One year after Hurricane Harvey made landfall in Texas as the first in a series of major disasters, we continue to hear stories about families affected by storms and wildfires that are still living in substandard or temporary housing. In some cases, these people did not have the bandwidth or ability to apply for assistance. But many applied for aid and were denied or are still waiting for assistance.
Improving data collection and data linking between agencies can help ensure recovery aid is equitably distributed to all disaster victims.
Click here to view a larger version of the graphic above
Waiting for assistance after a disaster
Many disaster-affected households rely on private insurance, which leads to other challenges. Many others slip through cracks between private insurance and public assistance and remain in need.
The Federal Emergency Management Agency (FEMA) and the Small Business Administration (SBA) reject far more applications for aid than they accept. Last year, FEMA accepted just over one-third (34.4 percent) of applications for individual assistance in Texas, Florida, Puerto Rico, and California following Hurricanes Harvey, Irma, and Maria and the Northern California wildfires.
The SBA disaster home loan program, designed to support homeowners whose homes suffer physical damage, draws far fewer applications than FEMA Individual Assistance (IA). But the program still only approved 36 percent of applications in the states and territories affected by major disasters last year.
Keeping track of programs
Part of what we know about who gets assistance comes from how federal agencies track their programs. Federal aid application and review data evolve into administrative data used by states to develop action plans for the Department of Housing and Urban Development’s (HUD) Disaster Recovery Grant Reporting (DRGR) program. FEMA’s National Emergency Management Information System and DRGR, along with HUD grantees’ internal reporting systems, help agencies monitor grant expenditures, meet performance targets, and track financial accounts.
These data are used for up to five years after a disaster. Aid agencies are hindered by inconsistent rules and regulations and, too frequently, an inability to link administrative data systems across federal and local agencies and private insurers. Because they exist relatively independent of each other except when engaged in formal data sharing, they can’t produce much beyond synthesis reports to Congress and the public.
Without these data, agencies and communities can’t analyze the original damage assessments and unmet need estimates, and they can’t determine whether the aid they supply ultimately satisfies the original demand.

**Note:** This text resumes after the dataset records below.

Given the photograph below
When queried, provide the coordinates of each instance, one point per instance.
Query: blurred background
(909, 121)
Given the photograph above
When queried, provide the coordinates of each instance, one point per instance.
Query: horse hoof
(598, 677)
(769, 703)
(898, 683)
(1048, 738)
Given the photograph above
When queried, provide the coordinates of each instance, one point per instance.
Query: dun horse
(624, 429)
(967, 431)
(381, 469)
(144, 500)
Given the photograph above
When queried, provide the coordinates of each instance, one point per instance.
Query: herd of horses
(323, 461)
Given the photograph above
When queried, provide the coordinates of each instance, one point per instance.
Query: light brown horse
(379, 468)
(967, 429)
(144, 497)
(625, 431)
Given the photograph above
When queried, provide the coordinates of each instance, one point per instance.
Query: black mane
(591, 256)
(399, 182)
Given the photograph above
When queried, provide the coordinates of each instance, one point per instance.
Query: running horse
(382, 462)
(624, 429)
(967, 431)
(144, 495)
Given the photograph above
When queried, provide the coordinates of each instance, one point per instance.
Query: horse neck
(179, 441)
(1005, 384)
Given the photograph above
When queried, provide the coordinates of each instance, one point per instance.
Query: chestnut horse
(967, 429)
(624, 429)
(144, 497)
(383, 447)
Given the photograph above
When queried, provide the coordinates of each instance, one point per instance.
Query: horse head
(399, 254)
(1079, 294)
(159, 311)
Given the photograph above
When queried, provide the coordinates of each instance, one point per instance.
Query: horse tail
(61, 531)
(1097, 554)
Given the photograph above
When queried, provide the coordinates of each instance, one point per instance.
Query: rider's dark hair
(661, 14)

What’s at risk with incomplete data
These data limitations prevent federal and local agencies from providing integrated case management for disaster-affected households and expediting aid delivery for those with the greatest need. As a result, applicants are forced to continuously apply and document their requests while managing their own relocation and home repair.
And although they are necessary for the financial monitoring of grant operations, administrative datasets and tools created by FEMA, HUD, and the SBA are not useful for collecting data that should be analyzed for compliance with other federal laws and requirements, such as the Fair Housing Act.
For example, FEMA does not collect any demographic information from applicants or recipients on the protected classes of race, ethnicity, nationality, age, or gender. Data on income and household composition are used only to establish aid levels.
Without these data, aggregate information that predates the disaster (often taken from as far back as the last decennial Census) is used to determine how and where aid should be allocated—but not whether that aid was provided in nondiscriminatory or equitable ways.
Filling the data gaps to ensure equitable recovery
Several steps can be taken to improve the disaster safety net’s data to help expedite aid and ensure it is delivered fairly:
- Improve data collection and establish interconnected data systems. FEMA has made improving grants management and data analytics a central component of its 2018-2022 Strategic Plan, and HUD is planning to do the same. But much work remains to be done to establish a comprehensive disaster data management system in the federal government.
- Draw from other social services assistance programs to establish best practices for case management and management information systems. These systems should be user friendly for disaster victims but also provide detailed information so that programs can track and document any assistance.
- Require that every program, including civil-sector charities and private-sector insurers, collect additional demographic data as early as possible and throughout the recovery process. We know little about whether short- and medium-term recovery efforts are equitable, especially among different racial and ethnic groups.
Supplementing data internally within aid programs and providing them in aggregate to communities can help address disparate treatment that has plagued disaster aid since Hurricane Katrina and has persisted in the aftermath of the 2017 disasters. One year after Harvey hit, we still haven’t learned how to make sure that everyone recovers equitably.